La Constitución de 1999, aprobada por referendo nacional y centro de lisonjas oficialistas desde su sanción, se ha convertido de repente en causa de una guerra. De verdad que no entendía la razón de fondo, salvo la superficialidad proveniente de la ruptura del balance entre los poderes del Estado o las sentencias de la Sala Constitucional, para defender lo indefendible.
Pero ahora descubro el fondo del problema, ya lo había advertido el poeta del pueblo Andrés Eloy Blanco, presidente de la Constituyente al declarar la entrada en vigencia de la Constitución de los Estados Unidos de Venezuela en 1947, en premonitorio discurso:
“Pero ella (la Constitución) sola no lo es todo. Cuando una Asamblea hace una Constitución, hace el espejo de un pueblo. Cuando se hace el espejo de un pueblo, tiene que haber un buen pueblo para mirarse en él. Cuando se hace una Constitución, se hace un código de moral, pero no se hace una moral; cuando se hace una Constitución se hace una norma de conducta; cuando se hace una Constitución, se hace una ley de buen gobierno, pero no se hace un buen gobierno. Es el uso de ella, es el empleo de las facultades que ella confiere, es el timón bien llevado, es la proa siempre puesta a la justicia, lo que de ella va a infundir la grave responsabilidad en la conducta de los gobernantes. Ella es la Constitución. Pero todo lo que se haga de acuerdo a sus mandamientos y atribuciones, ha de ser un acto constitucional”.

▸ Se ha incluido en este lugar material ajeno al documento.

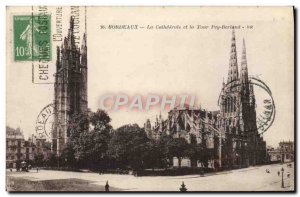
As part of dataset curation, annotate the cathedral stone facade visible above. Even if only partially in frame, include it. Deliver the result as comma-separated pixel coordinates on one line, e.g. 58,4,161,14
145,30,267,169
52,17,88,155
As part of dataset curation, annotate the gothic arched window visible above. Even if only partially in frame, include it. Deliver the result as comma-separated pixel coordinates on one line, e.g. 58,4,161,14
226,98,228,113
225,98,228,113
229,97,232,113
233,96,236,112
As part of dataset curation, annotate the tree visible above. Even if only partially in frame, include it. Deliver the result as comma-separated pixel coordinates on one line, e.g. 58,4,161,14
60,112,89,168
61,110,112,170
186,143,201,167
185,134,200,167
143,139,164,169
60,141,76,168
67,112,90,139
168,137,189,168
89,110,112,133
33,153,44,167
108,124,150,170
45,153,58,167
157,134,175,168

Ese es el verdadero problema aprobamos una Constitución en 1999 fundada según su propio texto en principios de justicia social, democratización, eficiencia, libre competencia, protección del ambiente, productividad y solidaridad, a los fines de asegurar el desarrollo humano integral y una existencia digna y provechosa para la colectividad.
Ella, ciertamente, no debió imponer la reelección presidencial inmediata, menos aún la perpetua; ni militares con ascensos sometidos al ejecutivo. Pero eso era perfectible. Lo que no pudo aguantar fue la concentración de todos los Poderes en una sola mano, porque eso permitió desviar la búsqueda de la justicia que es su fin postrero. Tampoco pudo soportar el arbitraje parcializado del Consejo Nacional Electoral, guardián depositario del derecho a la alternabilidad. Allí está el origen de la guerra en ciernes que aún podemos impedir. Dios nos ampare a todos!